While some of the SALE values in the present study were similar in results compared to the TM test (n = 13, ± 2 ml/kg/min), others had larger differences reducing the validity of this modality as a true VO2MAX test (Figure 2). Although arm ergometry alone has been tested to be a valid method of VO2MAX testing and has been shown in swimmers to yield higher results than that of a cycle ergometer VO2MAX test [13,22,23], other research has shown that arm cycle VO2MAX averages 70% of leg cycle VO2MAX values in general population [13,23]. In the present study, relative VO2MAX for SALE was 90% of TM values. It’s entirely possible that in tests with larger differences in VO2MAX the arms were the reason for the cessation of the test and that the legs were not adequately taxed to yield a higher relative VO2MAX. If the resistances were not properly balanced for each subject, the idea of muscular fatigue in the arms being the reason for halting the test is not completely farfetched [11,24,25]. Secher & Volianitis [25] investigated the body's ability to supply blood to different regions of the body during simultaneous arm and leg exercise. The study concluded that whole-body exercise may reduce work capacity VO2MAX by 5-10%, which was observed in most cases when comparing TM and SALE relative VO2MAX test results. This may help explain the results of the present study.

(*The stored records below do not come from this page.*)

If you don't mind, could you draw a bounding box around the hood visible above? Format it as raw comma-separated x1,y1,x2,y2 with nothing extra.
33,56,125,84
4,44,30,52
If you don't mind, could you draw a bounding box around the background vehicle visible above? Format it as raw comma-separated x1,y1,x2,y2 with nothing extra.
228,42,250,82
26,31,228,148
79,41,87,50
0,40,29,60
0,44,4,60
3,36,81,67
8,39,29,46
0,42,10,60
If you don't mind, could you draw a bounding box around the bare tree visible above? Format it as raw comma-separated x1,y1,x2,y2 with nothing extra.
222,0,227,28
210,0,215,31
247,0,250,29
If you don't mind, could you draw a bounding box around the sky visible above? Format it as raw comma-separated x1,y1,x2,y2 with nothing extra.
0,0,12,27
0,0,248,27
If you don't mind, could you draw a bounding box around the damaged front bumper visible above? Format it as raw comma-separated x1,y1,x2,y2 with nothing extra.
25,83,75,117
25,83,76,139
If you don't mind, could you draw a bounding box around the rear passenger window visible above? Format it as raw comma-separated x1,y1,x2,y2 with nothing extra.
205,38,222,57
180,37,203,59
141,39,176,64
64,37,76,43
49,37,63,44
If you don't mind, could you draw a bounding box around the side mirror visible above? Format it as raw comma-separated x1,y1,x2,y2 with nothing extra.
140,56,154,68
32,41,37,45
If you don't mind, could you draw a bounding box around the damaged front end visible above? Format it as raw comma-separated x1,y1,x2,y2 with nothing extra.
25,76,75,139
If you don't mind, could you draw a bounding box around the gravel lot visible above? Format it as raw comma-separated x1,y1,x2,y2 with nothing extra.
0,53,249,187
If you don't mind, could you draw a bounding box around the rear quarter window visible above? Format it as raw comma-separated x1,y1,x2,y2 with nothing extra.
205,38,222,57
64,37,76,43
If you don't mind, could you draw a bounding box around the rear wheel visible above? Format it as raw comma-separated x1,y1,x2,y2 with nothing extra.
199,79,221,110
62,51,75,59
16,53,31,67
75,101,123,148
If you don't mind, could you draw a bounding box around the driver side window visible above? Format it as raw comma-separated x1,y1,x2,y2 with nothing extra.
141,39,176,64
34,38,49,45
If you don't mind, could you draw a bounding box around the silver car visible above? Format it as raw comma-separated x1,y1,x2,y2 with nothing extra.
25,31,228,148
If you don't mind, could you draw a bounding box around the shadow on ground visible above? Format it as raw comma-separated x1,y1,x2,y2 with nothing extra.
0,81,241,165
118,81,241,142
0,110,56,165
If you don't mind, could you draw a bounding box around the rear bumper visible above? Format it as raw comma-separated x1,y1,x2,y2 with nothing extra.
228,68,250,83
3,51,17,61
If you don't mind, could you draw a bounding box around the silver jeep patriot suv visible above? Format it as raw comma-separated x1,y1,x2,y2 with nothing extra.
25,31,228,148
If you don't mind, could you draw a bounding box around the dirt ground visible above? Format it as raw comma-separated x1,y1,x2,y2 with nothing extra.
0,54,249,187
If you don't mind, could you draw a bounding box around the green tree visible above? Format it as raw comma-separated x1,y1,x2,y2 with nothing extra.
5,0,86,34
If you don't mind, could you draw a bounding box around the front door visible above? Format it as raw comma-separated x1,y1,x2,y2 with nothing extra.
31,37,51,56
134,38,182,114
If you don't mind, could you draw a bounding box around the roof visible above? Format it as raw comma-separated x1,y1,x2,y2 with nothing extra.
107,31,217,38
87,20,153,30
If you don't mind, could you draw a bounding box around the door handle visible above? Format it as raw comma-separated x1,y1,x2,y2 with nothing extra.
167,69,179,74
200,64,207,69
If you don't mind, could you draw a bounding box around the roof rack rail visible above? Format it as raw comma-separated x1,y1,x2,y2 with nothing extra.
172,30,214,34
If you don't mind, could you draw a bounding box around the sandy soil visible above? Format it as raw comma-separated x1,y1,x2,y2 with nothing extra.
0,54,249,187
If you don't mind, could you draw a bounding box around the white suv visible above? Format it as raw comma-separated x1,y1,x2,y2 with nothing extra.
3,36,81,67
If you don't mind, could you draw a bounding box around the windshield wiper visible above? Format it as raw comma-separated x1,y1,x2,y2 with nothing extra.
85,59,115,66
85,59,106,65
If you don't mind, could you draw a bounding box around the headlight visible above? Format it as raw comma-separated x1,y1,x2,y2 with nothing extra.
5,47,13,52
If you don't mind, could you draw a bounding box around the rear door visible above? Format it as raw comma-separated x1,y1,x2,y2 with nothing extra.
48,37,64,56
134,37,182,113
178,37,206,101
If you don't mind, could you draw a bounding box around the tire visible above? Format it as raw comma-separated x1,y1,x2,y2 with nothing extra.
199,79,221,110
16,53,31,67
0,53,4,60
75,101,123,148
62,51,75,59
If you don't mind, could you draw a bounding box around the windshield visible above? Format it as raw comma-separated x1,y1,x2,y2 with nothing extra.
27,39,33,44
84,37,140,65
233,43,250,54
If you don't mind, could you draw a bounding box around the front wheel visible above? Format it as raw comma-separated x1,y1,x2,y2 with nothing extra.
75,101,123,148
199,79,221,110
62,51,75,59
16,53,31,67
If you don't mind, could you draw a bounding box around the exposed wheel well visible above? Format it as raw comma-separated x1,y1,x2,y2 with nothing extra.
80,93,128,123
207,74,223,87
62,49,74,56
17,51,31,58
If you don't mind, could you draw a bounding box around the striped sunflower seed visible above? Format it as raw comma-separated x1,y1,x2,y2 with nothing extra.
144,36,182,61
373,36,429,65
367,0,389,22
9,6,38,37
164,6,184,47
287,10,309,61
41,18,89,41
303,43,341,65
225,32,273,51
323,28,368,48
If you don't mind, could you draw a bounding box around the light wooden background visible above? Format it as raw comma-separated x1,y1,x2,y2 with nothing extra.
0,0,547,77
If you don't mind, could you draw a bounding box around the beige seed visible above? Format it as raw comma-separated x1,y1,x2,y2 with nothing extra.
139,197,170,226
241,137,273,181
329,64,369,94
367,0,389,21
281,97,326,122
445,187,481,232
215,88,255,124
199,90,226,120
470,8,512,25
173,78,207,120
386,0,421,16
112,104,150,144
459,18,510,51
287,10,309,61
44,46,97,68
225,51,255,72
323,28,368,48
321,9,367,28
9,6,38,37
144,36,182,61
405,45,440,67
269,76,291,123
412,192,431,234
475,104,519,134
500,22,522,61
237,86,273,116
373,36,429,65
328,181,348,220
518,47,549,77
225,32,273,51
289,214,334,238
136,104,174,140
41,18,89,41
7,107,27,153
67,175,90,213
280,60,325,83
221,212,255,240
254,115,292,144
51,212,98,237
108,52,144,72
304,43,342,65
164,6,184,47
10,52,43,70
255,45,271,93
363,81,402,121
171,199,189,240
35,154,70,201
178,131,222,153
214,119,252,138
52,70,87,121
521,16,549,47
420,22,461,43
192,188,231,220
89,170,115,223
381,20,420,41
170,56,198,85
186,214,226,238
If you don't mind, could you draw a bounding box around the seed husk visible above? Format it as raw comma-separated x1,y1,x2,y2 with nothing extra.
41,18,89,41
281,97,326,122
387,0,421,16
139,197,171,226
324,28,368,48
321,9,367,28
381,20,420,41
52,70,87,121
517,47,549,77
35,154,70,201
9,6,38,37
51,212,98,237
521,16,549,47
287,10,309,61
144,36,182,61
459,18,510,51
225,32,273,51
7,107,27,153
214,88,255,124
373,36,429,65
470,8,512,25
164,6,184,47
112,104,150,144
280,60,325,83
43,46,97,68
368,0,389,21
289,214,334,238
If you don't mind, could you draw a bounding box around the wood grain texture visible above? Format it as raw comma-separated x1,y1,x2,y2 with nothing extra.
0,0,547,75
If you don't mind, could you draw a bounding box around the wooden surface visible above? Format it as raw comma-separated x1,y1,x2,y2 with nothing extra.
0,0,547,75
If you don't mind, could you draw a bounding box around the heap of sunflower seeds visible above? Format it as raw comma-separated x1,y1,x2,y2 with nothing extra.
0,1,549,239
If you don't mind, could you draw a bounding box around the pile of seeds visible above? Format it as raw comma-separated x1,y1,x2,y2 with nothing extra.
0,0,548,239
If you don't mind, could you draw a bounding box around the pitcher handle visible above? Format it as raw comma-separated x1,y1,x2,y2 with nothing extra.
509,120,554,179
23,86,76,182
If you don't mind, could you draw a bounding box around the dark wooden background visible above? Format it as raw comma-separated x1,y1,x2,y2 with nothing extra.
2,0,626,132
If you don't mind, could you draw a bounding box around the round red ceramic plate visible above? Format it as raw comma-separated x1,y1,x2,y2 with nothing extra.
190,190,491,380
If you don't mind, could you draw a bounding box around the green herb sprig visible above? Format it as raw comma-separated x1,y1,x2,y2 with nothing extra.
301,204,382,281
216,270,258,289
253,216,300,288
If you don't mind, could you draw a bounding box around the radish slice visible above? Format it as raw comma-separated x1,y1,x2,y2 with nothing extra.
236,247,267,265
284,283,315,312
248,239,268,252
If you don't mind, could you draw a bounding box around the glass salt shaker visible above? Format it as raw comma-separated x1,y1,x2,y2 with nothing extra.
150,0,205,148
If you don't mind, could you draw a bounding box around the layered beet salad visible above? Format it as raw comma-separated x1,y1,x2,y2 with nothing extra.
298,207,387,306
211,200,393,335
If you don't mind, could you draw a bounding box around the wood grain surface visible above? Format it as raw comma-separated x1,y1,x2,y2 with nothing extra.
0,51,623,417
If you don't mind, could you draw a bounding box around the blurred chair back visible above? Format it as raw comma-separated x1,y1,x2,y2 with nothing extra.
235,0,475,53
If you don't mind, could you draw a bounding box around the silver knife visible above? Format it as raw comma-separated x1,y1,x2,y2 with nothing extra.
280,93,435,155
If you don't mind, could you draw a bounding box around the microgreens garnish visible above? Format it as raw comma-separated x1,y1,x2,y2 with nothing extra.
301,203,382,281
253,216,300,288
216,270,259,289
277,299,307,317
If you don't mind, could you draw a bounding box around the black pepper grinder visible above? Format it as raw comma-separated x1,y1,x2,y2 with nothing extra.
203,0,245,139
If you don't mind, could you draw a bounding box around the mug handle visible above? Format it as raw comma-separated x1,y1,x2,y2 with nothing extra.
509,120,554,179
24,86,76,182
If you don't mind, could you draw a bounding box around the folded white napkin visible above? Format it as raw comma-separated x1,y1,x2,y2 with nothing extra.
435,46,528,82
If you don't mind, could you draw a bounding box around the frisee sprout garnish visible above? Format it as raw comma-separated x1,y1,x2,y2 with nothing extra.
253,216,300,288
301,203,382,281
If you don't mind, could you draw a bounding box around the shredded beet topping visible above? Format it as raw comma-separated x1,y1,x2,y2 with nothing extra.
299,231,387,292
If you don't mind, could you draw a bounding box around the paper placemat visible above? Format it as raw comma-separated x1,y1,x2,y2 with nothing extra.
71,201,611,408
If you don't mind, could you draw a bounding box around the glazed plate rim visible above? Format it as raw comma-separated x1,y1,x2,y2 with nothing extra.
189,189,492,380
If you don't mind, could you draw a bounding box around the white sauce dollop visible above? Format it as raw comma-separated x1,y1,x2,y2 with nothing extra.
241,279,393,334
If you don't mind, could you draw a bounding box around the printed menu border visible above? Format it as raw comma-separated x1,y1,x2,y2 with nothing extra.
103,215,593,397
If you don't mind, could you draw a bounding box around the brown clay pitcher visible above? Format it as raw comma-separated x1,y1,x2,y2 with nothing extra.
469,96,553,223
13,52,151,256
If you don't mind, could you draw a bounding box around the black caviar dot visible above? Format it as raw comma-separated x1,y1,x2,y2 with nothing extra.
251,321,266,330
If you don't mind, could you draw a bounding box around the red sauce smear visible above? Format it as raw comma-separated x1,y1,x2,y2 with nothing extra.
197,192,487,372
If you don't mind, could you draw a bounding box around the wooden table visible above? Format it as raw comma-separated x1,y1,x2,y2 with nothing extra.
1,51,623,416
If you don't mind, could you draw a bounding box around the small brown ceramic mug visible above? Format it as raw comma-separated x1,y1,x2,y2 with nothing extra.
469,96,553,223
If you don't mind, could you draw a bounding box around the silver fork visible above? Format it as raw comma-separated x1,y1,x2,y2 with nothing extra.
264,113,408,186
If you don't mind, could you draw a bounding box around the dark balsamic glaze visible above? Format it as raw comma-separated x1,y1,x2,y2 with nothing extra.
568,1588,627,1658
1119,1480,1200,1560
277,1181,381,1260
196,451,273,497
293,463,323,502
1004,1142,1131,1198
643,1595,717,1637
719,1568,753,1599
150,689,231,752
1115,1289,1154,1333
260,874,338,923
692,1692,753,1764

Presently, the SALE protocol used for this study may not be optimized to accommodate all subjects in matching the VO2MAX results of the TM, but has shown the potential to be a valid testing modality. One issue that became apparent throughout testing was the use of an absolute load for SALE which has been used previously [7] but may not be the best choice for the general population. When performing SALE, all subjects used the same resistance. Finding a method of making these resistances relative to the bodyweight of the subject may have increased testing times which could have led to more similar results to the TM. Future investigations into SALE may wish to look at a graded protocol that utilizes both arms and legs on the same flywheel that also allows for incremental weights to be added throughout the test. Utilization of a Schwinn Air-dyne ergometer would allow for both arms and legs to apply force to one flywheel simultaneously. Creating an appropriate graded protocol for this type of equipment may prove problematic, but a similar setup with an electromagnetically braked flywheel may yield more favorable results than independent flywheels of upper and lower extremities.

5. Conclusions

The current study observed higher VO2MAX, RER, and time to VO2MAX using TM than SALE. However, both options appear to be valid for assessing VO2MAX. The SALE protocol offers an additional testing modality that may be utilized with groups that are more whole-body focused or prefer to be seated during testing.